I've been using an ovulation/conception app to track my fertility. I've been dismissing its reminders every month telling me I'm fertile because getting pregnant has been such a dismal situation for me up until this point.
I made a joke about this, and my husband came back with the unexpected: an enthusiastic "let's do it". So, I picked up ovulation tests, confirmed my peak fertility, picked up frozen sperm, and had my first IUI on Friday October 2, 2015. I spent the remainder of the day with my stepdaughter for her birthday, as well as our littlest, and my husband. It was a fantastic day for everyone, actually.
So here is the two week wait, or "2WW" as it's called by those "TTC" (trying to conceive). My ObGyn says that this is a 25% chance of conception without fertility drugs and dud an internal sonogram on me before he defrosted and inserted the sperm in me. My Fallopian tubes were all primed and ready to go, he was even concerned that I was "too perfectly" ready, and we should have injected the day before.
I am obsessed with what's going to happen next, naturally. I'm petrified as well, to say the least. I've been yearning to have a baby for so very long now, and suddenly without any planning or discussion, we just jumped straight into baby.

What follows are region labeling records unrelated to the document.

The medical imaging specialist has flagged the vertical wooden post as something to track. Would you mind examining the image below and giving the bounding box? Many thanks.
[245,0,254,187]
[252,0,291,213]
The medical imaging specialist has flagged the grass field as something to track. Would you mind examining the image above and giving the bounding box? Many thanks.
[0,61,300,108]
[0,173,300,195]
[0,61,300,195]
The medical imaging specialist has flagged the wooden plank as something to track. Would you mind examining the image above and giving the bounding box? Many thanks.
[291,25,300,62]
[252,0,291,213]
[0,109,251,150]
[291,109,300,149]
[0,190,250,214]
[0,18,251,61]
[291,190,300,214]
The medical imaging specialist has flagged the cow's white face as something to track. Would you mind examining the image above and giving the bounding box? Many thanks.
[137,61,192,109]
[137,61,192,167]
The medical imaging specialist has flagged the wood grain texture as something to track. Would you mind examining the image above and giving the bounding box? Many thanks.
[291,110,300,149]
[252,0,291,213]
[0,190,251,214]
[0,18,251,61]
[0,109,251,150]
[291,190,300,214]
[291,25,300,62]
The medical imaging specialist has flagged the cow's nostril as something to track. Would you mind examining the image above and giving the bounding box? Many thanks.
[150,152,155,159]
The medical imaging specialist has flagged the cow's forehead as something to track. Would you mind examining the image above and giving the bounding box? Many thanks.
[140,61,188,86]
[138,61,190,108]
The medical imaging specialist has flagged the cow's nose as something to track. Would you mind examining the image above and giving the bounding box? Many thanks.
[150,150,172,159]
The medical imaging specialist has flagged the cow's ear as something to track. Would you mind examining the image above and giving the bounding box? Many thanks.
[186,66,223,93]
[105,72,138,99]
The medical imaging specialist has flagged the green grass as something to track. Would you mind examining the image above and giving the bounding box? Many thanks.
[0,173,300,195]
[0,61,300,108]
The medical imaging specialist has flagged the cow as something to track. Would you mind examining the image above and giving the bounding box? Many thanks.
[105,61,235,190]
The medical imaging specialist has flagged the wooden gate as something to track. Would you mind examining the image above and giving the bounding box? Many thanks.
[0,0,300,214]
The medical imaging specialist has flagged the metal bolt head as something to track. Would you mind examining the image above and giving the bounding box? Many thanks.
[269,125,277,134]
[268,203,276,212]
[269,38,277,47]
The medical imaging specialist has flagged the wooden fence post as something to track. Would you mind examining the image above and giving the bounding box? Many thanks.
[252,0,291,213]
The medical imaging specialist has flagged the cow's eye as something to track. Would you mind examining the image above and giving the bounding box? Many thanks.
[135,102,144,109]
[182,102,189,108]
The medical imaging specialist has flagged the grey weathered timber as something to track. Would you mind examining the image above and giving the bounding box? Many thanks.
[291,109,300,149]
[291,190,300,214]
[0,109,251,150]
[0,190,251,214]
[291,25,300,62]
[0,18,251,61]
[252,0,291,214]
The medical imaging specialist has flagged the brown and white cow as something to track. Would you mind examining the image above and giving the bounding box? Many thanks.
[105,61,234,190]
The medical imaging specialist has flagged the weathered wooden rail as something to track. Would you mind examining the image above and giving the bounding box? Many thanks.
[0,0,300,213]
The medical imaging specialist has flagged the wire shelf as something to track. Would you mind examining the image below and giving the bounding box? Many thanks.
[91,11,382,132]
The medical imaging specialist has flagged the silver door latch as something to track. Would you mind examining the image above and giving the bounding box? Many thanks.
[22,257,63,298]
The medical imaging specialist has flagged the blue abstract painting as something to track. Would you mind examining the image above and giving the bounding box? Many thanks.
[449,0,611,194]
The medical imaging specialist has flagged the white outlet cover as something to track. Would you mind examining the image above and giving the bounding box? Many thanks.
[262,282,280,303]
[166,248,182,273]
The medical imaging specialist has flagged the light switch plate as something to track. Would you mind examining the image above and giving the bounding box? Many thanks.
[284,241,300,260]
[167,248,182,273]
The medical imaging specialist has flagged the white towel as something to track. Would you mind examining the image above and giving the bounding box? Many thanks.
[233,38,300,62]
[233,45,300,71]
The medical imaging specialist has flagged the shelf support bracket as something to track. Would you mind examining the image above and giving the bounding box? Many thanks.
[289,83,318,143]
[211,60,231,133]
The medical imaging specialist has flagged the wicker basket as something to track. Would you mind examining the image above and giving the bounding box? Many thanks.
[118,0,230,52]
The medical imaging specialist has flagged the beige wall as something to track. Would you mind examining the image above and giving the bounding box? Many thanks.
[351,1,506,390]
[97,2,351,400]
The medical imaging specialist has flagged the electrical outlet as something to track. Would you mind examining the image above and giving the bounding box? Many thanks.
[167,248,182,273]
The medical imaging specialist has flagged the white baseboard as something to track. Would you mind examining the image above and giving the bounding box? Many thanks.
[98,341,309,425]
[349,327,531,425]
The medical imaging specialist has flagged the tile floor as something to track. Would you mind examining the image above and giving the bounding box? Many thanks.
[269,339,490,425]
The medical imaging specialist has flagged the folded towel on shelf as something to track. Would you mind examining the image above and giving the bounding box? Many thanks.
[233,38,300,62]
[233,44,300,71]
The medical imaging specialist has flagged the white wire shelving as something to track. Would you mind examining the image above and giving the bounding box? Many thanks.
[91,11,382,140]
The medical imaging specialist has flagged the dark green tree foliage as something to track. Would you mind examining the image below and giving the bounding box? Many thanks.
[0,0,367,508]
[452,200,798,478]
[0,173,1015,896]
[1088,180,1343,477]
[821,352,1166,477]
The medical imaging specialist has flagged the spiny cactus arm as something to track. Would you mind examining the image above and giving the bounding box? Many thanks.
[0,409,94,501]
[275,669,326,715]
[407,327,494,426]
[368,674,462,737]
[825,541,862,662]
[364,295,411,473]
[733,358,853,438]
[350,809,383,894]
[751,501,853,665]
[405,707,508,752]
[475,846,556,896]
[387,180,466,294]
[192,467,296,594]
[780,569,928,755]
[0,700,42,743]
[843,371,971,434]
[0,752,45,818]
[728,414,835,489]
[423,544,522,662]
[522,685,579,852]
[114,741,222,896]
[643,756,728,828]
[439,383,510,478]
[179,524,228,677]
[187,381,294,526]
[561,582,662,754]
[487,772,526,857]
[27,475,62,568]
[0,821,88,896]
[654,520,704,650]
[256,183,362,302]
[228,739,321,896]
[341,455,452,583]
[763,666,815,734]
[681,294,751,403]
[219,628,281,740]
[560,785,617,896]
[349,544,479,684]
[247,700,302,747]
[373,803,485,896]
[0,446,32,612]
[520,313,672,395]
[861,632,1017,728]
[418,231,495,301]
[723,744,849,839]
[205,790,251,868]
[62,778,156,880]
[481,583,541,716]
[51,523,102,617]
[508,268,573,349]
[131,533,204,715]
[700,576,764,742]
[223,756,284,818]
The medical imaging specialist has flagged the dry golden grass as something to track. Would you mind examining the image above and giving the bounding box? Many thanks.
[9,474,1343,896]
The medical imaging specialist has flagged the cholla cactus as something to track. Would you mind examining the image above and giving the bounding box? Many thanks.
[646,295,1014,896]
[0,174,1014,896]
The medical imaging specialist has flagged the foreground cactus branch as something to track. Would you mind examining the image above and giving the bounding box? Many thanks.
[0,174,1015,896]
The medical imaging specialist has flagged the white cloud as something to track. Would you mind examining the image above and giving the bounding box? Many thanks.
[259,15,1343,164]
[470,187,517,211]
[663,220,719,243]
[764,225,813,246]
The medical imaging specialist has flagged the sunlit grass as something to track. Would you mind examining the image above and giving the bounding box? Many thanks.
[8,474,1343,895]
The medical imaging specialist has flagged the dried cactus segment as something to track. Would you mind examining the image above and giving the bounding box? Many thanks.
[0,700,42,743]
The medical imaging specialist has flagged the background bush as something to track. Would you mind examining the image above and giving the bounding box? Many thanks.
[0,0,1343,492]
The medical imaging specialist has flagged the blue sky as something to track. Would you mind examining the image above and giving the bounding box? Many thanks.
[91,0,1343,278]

One of the things that makes me really nervous is that I have the sneaking suspicion that my husband just isn't into this. His so very "go with the flow" attitude never lends to any excitement, unless it involves bike riding, lots of money, or going on a vacation. It's a little heartbreaking to be honest.
We also decided not to tell anyone until we knew what was going on, so we're keeping our mouths shut for another 2 weeks, at least.